For us, the stand-out addition for Reason 5 is the samplin’, synthesizin’ drum machine, Kong. Visually, it’s not unlike the drum pad MIDI controllers made by a company whose four-letter name shares three letters with Kong. Conceptually, it’s in the vein of Akai’s classic MPC range, but as you’d expect from Propellerhead, it boasts a sizeable raft of functionality and features that you won’t find anywhere else.
The action centres on Kong’s 16 drum pads, each of which can be triggered on-screen via the mouse, or by a controller. Each pad is a fully independent drum module in its own right, meaning that Kong can be thought of as a modular drum kit design system, and anybody who’s used the Thor synth, introduced in Reason 4, will be instantly at home with the drop-down module menus on each pad, reminiscent as they are of Thor’s oscillator and filter modules.
So what are the actual modules on offer? Each drum pad can use as its sound source the NN-Nano sampler (a stripped-back but still highly editable and powerful addition to Reason’s NN sampler range), the Nurse Rex player (a similarly streamlined version of Dr. Rex), or a selection of more specialised drum modules. These include physically-modelled kicks, toms and snares, and synthesized kicks, toms, snares and hi-hats.
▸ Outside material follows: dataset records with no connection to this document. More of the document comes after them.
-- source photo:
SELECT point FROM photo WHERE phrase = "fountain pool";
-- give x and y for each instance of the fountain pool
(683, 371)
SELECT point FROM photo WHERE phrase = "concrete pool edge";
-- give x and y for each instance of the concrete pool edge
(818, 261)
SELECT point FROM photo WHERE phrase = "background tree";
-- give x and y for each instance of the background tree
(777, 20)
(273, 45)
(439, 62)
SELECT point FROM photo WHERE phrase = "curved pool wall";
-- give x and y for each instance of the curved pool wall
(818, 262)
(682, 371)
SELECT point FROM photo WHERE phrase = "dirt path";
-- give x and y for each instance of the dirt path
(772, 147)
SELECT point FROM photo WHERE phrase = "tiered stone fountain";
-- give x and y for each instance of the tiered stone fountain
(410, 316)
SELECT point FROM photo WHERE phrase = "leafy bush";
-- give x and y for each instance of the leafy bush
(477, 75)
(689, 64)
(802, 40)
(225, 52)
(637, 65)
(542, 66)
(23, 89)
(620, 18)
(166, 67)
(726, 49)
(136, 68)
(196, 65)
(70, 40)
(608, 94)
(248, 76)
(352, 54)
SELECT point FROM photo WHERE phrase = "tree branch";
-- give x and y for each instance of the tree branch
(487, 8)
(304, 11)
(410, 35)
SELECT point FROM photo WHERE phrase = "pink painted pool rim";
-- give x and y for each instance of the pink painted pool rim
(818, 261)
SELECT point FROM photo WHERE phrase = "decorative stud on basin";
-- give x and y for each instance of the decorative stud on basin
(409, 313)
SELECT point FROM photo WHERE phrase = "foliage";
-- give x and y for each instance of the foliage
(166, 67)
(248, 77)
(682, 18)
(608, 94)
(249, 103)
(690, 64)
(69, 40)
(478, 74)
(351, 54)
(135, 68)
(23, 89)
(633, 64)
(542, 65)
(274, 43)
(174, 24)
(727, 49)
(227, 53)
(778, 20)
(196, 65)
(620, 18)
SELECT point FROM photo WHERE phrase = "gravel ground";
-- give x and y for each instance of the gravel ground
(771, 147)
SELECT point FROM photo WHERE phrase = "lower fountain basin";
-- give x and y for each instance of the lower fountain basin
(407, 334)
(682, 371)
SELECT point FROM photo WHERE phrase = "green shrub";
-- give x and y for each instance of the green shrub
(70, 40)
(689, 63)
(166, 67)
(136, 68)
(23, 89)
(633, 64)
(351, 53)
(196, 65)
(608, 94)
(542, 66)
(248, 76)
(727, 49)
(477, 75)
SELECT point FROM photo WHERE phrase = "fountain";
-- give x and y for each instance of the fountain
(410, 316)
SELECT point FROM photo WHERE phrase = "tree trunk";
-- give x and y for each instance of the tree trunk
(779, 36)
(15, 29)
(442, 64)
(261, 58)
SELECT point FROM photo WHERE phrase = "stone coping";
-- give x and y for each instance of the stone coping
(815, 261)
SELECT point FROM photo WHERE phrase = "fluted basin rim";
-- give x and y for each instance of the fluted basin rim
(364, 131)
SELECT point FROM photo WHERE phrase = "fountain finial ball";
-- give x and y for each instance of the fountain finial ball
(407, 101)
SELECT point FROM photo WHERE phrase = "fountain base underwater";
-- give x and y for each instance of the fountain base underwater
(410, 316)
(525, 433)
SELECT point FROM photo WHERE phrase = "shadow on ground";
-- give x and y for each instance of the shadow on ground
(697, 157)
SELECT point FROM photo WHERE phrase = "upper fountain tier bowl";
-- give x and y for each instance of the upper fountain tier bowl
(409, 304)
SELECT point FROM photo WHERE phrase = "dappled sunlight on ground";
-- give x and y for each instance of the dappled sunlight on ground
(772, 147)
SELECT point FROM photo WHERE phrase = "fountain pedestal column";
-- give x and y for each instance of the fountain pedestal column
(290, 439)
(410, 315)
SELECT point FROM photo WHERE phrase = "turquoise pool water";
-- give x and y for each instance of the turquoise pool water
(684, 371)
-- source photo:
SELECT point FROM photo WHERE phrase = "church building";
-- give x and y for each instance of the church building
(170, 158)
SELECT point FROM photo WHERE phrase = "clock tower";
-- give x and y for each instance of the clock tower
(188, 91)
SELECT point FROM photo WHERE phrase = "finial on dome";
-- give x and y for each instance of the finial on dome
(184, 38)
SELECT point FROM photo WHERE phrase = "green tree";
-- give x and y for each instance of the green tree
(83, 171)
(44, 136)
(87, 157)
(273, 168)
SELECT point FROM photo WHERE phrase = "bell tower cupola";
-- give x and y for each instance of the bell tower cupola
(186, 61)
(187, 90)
Each module offers an array of controls for shaping the sound, resulting in a huge sonic range, easily matching the quality of many of the other drum synths on the market.
After the sound source module, each pad features two effects busses, each offering an impressive array of effects processors designed with drums very much in mind: Compressor, Filter, Overdrive/Resonator, Parametric EQ, Rattler, Ring Modulator, Room Reverb, Tape Echo and Transient Shaper.
We love these new effects. They sound so good, we can imagine many users looking no further than them for all of their drum processing. If you do decide to bring Reason’s many other effects units into play, though, the rear panel of Kong has separate gate controls and audio outputs for each pad, while to the left of the pads is a control section, giving details on the currently selected pad, and offering a range of general controls.
The Q button in each section launches the powerful Quick Edit Mode. This pops up a window in which parameters can be viewed and adjusted for all pads simultaneously. It’s quite ingenious, easy to use and hugely effective when it comes to designing beats on the fly.
Once you have your beat, the master output section caters for a bus effects module and a master effects section. The latter could be used to host, say, a compressor to pull your drums together, while the former is ideal for adding reverb or applying some parallel processing. We can’t overstate how impressed we are with Kong so far - this really is going to change the way we all make drum tracks in Reason.